I'm not yet committed to this and would certainly accept suggestions on better or cheaper ways to do it. I insist at least on having a bootable copy, preferably offsite and a recent snapshot, also preferably offsite.

3 comments:

Chris Heilman said...

Out of curiosity, do you trust the Cloud with your data? Not in a retention way, but in an encryption way. Looks like CrashPlan encrypts your data, can they then decrypt it at the server (like the DropBox issue from a while back), or do you choose the passphrase? Or are you planning on encrypting yourself with something like TrueCrypt and then backing THAT file up with CrashPlan?

Or is it not that big a deal? :P

Christopher said...

I have a two part response to that:

1) I can't think of anything in my backups that I would be horrified if it were leaked. There's no financial data, for instance, on my harddisk. There is password storage, but it's separately encrypted.
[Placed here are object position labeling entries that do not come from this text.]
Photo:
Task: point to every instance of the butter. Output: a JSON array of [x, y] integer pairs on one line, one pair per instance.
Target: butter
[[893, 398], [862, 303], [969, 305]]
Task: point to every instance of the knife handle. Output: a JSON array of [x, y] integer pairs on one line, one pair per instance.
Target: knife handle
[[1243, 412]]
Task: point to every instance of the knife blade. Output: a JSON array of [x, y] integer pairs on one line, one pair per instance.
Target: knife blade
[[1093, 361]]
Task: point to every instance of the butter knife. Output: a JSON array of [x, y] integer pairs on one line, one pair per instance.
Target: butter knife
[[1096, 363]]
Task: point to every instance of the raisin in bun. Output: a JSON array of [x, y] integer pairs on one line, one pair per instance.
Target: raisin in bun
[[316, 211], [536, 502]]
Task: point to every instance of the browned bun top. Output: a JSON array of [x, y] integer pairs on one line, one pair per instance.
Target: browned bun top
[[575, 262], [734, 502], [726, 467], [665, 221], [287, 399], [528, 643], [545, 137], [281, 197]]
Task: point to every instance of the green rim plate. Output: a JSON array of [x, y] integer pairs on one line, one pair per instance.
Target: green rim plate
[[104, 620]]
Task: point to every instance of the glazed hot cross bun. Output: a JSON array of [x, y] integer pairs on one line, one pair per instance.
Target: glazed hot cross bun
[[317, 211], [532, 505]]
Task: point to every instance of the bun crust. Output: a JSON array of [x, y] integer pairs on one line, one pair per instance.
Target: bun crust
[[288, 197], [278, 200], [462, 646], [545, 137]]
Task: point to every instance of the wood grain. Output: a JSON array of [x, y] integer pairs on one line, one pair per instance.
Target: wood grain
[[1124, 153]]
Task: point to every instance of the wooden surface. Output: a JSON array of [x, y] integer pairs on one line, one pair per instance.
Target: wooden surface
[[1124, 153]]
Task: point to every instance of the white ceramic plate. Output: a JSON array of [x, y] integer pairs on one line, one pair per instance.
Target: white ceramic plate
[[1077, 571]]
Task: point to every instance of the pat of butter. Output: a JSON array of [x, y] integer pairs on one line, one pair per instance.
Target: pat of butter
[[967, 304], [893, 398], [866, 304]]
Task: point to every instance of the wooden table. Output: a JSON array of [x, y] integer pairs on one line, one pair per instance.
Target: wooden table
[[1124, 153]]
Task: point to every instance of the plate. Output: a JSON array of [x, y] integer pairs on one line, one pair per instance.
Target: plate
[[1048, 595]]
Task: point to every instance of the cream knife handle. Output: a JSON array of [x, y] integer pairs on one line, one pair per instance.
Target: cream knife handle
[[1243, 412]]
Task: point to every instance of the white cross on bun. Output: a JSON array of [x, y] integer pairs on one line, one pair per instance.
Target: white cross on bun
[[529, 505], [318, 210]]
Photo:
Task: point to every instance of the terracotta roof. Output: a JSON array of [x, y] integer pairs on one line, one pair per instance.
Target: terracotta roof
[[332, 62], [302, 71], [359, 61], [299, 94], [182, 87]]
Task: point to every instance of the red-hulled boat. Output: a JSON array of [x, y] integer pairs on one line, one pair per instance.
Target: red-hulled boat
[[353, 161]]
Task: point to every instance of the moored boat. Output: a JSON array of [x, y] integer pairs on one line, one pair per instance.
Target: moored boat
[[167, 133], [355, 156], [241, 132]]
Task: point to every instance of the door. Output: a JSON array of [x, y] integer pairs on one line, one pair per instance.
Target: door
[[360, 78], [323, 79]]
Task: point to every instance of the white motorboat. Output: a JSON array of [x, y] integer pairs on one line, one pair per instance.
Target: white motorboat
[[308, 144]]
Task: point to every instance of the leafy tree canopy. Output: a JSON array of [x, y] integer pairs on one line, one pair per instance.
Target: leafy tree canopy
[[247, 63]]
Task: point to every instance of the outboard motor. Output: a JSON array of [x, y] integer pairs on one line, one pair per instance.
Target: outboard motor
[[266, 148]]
2) The backup is stored with a locally generated, locally stored 448 bit key. There is a web restore mechanism which would involve my sending the key to crashplan if I had ever used it (I haven't) but they claim they're not storing it.

Christopher said...

I guess I should note that CrashPlan also offers to back up your server to another CrashPlan user, even without paying them (though it will only run once a day without a CrashPlan+ membership). So you could use my crashplan "server" as a daily backup for free if it's not horrendously large. It also allows you to encrypt those, and they're also stored encrypted so that the person hosting them can't read them.